Mentre negli Usa, loro patria storica, si assiste ad una forte contestazione dei grattacieli (basata su  argomenti di tipo ambientale e più spesso socio-economico), l’ U.E. imbocca decisamente la strada a sostegno di questa tipologia edilizio-urbanistica.

Tema affascinante, quello dell’architettura. Secondo il filosofo e saggista spagnolo Josè Ortega y Gasset  l’architettura è ‘pensare, costruire, abitare’.  I sindaci devono scegliere quale architettura è adatta ad interpretare la cultura delle città che governano.   L’architettura, base peraltro dell’ urbanistica, ha il compito di far vivere e lavorare meglio le persone: come pensava Adriano Olivetti che riuscì a realizzare l’utopia di una grande fabbrica a misura d’uomo, integrata con una comunità che potesse superare le storture e gli aspetti disumani delle due grandi realtà economiche dominanti alla metà del secolo XX: il capitalismo fordista e il marxismo applicato alle fabbriche sovietiche.

Viviamo l’epoca del primato dell’architettura internazionale, globalizzata, decontestualizzata. Una architettura autoreferenziale che sovrasta ogni stilema architettonico. Un’architettura del capitale finanziario che ha soppiantato la lezione razionalista e funzionalista. Casi emblematici, a Milano, i progetti Garibaldi-Repubblica e CityLife dove non si è tenuto in alcun conto quanto elaborato nell’arco di un cinquantennio per dare soluzione a un ambito di valenza metropolitana e, nel contempo, ricucire, connettere e relazionare lacerti urbani storicamente significativi.

Messaggio universale che l’U.E. sembra non avere recepito con la recente Raccomandazione n. 16 che disciplina le nuove costruzioni nei centri storici limitando i finanziamenti per progetti che non siano “stilisticamente corretti”. Vale a dire contemporanei “nel design”e nella funzionalita’. In sostanza, grattacieli anche nei centri storici.

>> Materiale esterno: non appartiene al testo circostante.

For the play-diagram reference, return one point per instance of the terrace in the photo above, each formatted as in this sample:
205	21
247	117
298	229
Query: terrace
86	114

Se in Italia, come del resto negli altri Paesi dell’Unione, si vogliono i finanziamenti europei occorre adeguarsi alle indicazioni progettuali dell’Europa: siano esse rispettose o meno della cultura del luogo.

Una ‘scuola italiana’ di architettura è quanto ho auspicato al convegno “Rinnovare il moderno” dell’Ordine degli Architetti di Milano. Non è una proposta nuova. Sulla stessa linea sono schierati da tempo  alcuni tra i più noti architetti e urbanisti del Paese.